A:The number is not large, 30 bishops at most. Then too, I have spoken with one of the main leaders, and he stressed that they have been completely misinterpreted. We're good Catholics, loyal to the pope, he said, we just want to introduce better methods. I have read the writings in question very carefully, and I also said that I was fully in agreement with a whole series of things they mention, whereas I thought other things were rather dubious. I would say that there is no really out-and-out anti-Roman mood in the American episcopal conference. It has a certain breadth, which is also a good thing. There are only a few among them who are perhaps really somewhat extreme. But my impression is, after the fifteen years I have been here, that Rome and the United States have learned to get along much better. On the whole, we have a very good relationship with the American bishops' conference. It's a conference with great intellectual and religious capacity, with many outstanding pastors who are making an important contribution to the development of doctrine in the universal church. Its officers visit us here twice each year, and we have a very cordial relationship.

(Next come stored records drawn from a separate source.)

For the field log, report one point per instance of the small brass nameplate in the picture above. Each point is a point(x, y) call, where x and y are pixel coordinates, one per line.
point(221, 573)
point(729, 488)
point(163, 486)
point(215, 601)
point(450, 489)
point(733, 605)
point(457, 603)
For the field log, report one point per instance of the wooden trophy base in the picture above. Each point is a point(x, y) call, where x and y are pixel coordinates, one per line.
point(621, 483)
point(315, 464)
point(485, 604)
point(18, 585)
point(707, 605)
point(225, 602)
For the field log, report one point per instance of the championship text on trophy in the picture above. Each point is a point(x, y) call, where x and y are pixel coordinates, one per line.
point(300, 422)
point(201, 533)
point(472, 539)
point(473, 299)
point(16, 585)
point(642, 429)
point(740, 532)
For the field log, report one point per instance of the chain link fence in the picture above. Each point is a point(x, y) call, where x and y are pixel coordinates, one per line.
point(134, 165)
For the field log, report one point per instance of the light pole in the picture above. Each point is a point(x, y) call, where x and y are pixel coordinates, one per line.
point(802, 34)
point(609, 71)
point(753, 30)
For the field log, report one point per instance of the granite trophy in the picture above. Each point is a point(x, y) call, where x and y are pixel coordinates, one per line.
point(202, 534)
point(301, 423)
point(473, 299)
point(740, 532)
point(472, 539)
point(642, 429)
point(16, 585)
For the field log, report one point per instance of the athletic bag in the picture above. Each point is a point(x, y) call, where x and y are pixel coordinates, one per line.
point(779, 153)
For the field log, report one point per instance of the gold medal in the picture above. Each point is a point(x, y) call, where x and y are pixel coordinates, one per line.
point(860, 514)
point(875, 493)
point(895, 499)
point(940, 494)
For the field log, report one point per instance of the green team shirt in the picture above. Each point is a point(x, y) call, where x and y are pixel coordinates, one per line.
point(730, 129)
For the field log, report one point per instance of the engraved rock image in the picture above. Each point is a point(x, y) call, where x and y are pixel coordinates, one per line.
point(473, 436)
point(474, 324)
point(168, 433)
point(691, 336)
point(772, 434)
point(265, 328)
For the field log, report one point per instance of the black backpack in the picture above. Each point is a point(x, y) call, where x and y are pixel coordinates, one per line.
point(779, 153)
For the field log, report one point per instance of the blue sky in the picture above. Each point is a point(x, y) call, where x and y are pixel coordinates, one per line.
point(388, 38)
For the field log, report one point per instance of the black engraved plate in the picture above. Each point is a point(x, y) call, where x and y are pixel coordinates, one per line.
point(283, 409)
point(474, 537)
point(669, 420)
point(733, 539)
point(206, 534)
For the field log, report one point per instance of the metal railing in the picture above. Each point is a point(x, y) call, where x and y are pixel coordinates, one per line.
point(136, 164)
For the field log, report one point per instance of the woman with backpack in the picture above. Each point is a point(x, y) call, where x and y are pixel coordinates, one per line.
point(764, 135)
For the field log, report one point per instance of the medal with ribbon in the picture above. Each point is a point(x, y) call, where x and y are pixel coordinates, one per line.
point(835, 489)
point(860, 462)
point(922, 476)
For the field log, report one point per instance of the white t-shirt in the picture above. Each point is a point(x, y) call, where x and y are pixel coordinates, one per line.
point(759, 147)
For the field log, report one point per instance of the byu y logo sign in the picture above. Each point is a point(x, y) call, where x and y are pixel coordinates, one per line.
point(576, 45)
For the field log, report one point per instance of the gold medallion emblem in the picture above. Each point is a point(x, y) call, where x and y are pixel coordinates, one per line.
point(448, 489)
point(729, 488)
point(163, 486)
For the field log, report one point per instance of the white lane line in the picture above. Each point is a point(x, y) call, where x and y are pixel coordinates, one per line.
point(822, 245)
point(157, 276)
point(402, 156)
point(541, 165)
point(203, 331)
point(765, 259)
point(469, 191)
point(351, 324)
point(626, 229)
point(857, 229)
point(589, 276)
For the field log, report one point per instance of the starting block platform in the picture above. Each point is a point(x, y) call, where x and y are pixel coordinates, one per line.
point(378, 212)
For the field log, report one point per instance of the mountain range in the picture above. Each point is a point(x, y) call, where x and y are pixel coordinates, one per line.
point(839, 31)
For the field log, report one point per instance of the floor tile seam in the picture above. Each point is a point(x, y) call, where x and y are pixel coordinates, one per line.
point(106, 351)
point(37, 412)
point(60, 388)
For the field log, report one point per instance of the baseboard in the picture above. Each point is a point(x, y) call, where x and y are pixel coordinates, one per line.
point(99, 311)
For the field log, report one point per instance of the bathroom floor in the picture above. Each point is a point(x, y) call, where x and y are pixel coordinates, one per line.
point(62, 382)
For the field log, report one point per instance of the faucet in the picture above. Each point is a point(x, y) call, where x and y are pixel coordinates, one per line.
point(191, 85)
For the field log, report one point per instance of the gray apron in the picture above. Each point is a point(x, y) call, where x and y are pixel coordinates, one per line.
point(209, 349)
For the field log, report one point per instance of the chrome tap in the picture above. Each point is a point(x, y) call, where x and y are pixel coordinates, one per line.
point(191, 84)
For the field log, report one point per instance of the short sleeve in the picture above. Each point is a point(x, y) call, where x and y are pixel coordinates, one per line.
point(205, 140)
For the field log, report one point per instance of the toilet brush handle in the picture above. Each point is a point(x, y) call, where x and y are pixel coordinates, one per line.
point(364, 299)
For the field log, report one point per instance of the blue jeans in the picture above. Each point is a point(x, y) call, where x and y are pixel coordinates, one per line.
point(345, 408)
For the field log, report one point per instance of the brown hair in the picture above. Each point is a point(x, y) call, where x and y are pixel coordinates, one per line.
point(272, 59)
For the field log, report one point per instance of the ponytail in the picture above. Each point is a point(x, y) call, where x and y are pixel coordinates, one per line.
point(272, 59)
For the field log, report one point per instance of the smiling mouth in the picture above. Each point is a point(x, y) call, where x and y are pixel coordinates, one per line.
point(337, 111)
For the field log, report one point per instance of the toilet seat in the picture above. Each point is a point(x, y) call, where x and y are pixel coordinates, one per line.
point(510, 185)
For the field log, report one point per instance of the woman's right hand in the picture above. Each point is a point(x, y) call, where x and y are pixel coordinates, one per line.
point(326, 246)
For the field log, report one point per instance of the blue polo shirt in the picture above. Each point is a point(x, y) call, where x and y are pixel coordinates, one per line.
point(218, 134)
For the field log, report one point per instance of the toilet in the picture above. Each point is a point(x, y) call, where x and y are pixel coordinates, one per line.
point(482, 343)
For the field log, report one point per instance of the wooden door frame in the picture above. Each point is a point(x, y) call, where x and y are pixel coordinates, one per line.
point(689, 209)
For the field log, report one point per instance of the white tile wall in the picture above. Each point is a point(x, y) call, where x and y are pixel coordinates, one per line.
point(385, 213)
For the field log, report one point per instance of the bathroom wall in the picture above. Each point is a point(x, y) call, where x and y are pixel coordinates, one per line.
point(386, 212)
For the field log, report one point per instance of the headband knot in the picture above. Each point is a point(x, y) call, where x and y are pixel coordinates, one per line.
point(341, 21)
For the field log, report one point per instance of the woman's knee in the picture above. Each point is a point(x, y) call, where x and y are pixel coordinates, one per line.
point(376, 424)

Q: Can the Church in North America profit from the religious awakening that is in the offing there?
A:Yes, I think so. Although we ought not to read too much into certain events and mass demonstrations of Catholicism, they do show that young people in search of religion feel they can have a home in the Catholic Church and that also the Pope is a reference point and a religious leader for them. Tensions have really eased in the last fifteen years, and there have been a lot of positive new developments. In America there is not only a movement of conversions among Anglican priests but also a completely new relationship to the Evangelicals, who were formerly the sharpest critics of the Catholic Church. At the Cairo and Beijing conferences a very interesting closeness between Evangelicals and Catholics developed, simply because they see that Catholicism doesn't, as they have thought until now, threaten the Bible and overlay it with some kind of papal domination, but that it is a guarantee that the Bible will be taken seriously. These new rapprochements won't lead to reunions anytime soon, but they show that Catholicism is once again an 'American' possibility.

Q: What might be spurring on the new religiosity in America?
A:There are undoubtedly many factors, which I can't analyze because I have so little knowledge of America. But there is a commitment to morality and a desire for religion. In addition, there is a protest against the predominance of modern media culture. Even what Hillary Clinton has said -- 'Turn off the television, don't put up with it anymore' -- shows that there is a broad current that says we no longer want simply to submit ourselves to this culture."

In one way or another -- save, perhaps, the reference to Hillary Clinton, which would violate the pope's rule of staying above the political fray -- all these ideas are likely to surface during Benedict's six days in the States.